This of course is the beginning of the endless series of humiliation exercises that inmates experience throughout their stay in prison. Forced nudity is so popular with the prison officers that on occasion they will even insist visitors subject themselves to such routines – all in the name of security rather than any prurient interest of course.

All prisoners are either accompanied or observed closely by guards at all times and particularly whenever there is movement from one place to another. There are many keyed doors and gates between the various areas of the prison.

Sometimes you are permitted or instructed to move through areas of the prison from one gate to another unaccompanied. The password to have a locked gate opened for you by a prison officer is generally, “Gate Up Boss!” Yet another humiliation that the reference to a guard would be the same as the term the Negros in America used in times well past to refer to their white masters. Get used to it, and there’s more to come because prison life is full of it, and as some say, that’s how it should be. Whether or not that’s true though is, I would say, in 2012, arguable.

Security and inmate observation is ultra-high during the early stages of a prisoner’s stay because of the likelihood that a prisoner will be overcome by his circumstances due to the high levels of stress that they will experience.
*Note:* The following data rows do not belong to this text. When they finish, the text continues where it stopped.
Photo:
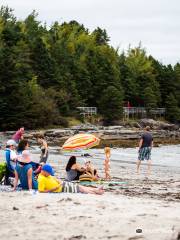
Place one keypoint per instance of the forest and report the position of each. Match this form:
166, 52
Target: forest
46, 72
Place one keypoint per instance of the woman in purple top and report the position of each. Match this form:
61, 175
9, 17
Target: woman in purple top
18, 135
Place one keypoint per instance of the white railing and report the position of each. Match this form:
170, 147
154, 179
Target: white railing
87, 110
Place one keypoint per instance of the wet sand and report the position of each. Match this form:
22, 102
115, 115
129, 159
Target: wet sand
151, 205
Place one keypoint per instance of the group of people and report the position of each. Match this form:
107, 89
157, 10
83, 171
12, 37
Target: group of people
40, 175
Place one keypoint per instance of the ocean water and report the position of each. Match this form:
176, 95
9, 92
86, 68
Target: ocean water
163, 156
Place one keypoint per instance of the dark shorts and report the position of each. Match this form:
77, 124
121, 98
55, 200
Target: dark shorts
70, 187
144, 153
44, 159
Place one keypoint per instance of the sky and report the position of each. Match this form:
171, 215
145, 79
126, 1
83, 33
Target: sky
154, 23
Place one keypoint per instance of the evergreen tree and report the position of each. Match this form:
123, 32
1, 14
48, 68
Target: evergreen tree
111, 104
172, 109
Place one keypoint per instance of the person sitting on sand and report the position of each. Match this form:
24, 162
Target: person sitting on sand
91, 171
48, 183
107, 151
145, 147
73, 169
18, 135
24, 173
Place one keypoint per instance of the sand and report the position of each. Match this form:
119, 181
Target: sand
151, 205
81, 216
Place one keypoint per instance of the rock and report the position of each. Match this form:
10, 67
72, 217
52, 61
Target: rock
158, 125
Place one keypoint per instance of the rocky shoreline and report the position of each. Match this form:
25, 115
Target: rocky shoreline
124, 135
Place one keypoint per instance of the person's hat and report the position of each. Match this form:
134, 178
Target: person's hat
47, 168
11, 143
24, 157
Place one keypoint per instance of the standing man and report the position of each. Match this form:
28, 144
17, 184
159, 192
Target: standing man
145, 146
18, 135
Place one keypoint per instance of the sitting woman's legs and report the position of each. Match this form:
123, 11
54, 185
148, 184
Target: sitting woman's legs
91, 190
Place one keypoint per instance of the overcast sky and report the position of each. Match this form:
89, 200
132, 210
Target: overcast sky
156, 23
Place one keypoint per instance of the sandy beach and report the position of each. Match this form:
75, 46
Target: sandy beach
151, 205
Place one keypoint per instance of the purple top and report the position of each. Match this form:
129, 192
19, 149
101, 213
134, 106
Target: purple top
17, 136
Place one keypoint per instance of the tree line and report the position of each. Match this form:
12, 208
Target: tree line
47, 72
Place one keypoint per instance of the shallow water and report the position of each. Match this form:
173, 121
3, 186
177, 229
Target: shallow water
164, 155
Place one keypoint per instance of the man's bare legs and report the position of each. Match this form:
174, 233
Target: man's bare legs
91, 190
138, 163
149, 168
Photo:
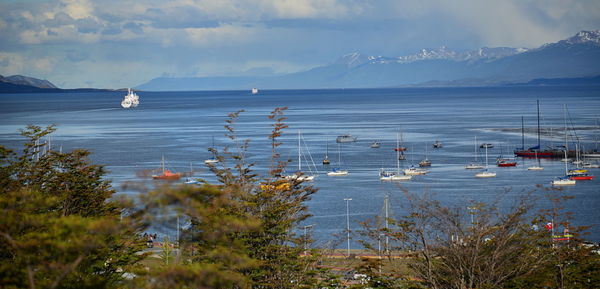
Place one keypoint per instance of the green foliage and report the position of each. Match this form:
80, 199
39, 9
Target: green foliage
241, 231
480, 246
59, 228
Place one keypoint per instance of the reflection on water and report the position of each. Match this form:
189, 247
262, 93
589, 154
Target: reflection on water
180, 126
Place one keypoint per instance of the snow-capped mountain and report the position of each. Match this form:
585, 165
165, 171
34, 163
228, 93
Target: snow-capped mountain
577, 56
444, 53
584, 37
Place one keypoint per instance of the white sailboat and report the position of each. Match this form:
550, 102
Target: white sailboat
299, 175
326, 159
475, 165
130, 100
414, 171
565, 181
214, 158
537, 167
485, 173
394, 176
338, 171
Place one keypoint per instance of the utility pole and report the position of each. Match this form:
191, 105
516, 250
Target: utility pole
306, 237
348, 222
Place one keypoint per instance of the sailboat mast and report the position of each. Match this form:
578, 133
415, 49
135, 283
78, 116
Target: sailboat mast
566, 137
486, 157
476, 149
299, 160
386, 204
397, 154
522, 134
538, 106
339, 156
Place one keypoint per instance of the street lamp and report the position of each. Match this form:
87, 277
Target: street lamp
306, 236
472, 212
348, 222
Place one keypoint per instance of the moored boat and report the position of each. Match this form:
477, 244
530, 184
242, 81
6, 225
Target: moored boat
345, 138
166, 175
502, 162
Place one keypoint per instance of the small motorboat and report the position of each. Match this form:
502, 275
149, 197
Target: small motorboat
425, 163
506, 162
412, 171
564, 182
345, 138
581, 177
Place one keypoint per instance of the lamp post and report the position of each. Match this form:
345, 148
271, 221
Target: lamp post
306, 236
348, 222
471, 212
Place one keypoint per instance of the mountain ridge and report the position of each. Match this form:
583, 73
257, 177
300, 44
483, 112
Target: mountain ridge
576, 56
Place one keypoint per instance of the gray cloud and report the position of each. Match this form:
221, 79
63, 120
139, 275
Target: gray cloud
134, 27
88, 25
206, 37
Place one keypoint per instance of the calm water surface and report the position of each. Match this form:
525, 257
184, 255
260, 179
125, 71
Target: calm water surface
180, 126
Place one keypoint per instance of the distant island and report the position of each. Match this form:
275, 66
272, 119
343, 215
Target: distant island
26, 84
577, 57
573, 61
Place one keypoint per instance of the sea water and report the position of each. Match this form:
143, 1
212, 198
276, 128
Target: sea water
180, 126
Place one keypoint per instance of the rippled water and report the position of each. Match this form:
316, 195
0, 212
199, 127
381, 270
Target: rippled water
181, 125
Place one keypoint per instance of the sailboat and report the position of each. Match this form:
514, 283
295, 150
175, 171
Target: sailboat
485, 173
214, 159
130, 100
537, 167
338, 171
474, 165
394, 176
505, 162
400, 146
413, 171
299, 175
425, 162
166, 175
326, 159
565, 181
579, 174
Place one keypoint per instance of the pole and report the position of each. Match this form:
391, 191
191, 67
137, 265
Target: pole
387, 225
538, 105
348, 222
306, 236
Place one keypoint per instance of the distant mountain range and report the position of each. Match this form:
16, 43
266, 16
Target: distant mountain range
575, 57
25, 84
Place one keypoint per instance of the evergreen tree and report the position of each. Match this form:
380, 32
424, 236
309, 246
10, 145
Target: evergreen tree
60, 229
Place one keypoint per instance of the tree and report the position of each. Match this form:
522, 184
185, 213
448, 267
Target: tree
241, 231
481, 246
59, 226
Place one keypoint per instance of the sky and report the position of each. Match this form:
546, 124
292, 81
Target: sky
124, 43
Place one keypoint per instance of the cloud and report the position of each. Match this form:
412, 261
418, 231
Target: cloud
134, 27
14, 63
209, 37
78, 9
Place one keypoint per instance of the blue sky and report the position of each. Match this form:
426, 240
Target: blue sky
123, 43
I remember my first Christmas night in prison. It was late – close to midnight, and I just laying on my bunk trying to play tricks with time that would make the years until I would be back to my life the way it had been seem less than they were seeming.

“Not this Xmas, not the next one, not the next one, and not the next, and not the next one” and it was already and it was already not working when I heard a door and some voices and then a dragging sound.

I got up on my desk below the high window overlooking the next yard and in light below I could see several prison officers gathered around a lump on the ground, one of them pumping away, the others kneeling watching. When I looked behind them a bit I saw a cell lit up, the door wide open and a bit of white fabric hanging down from somewhere higher in the cell that I couldn’t see.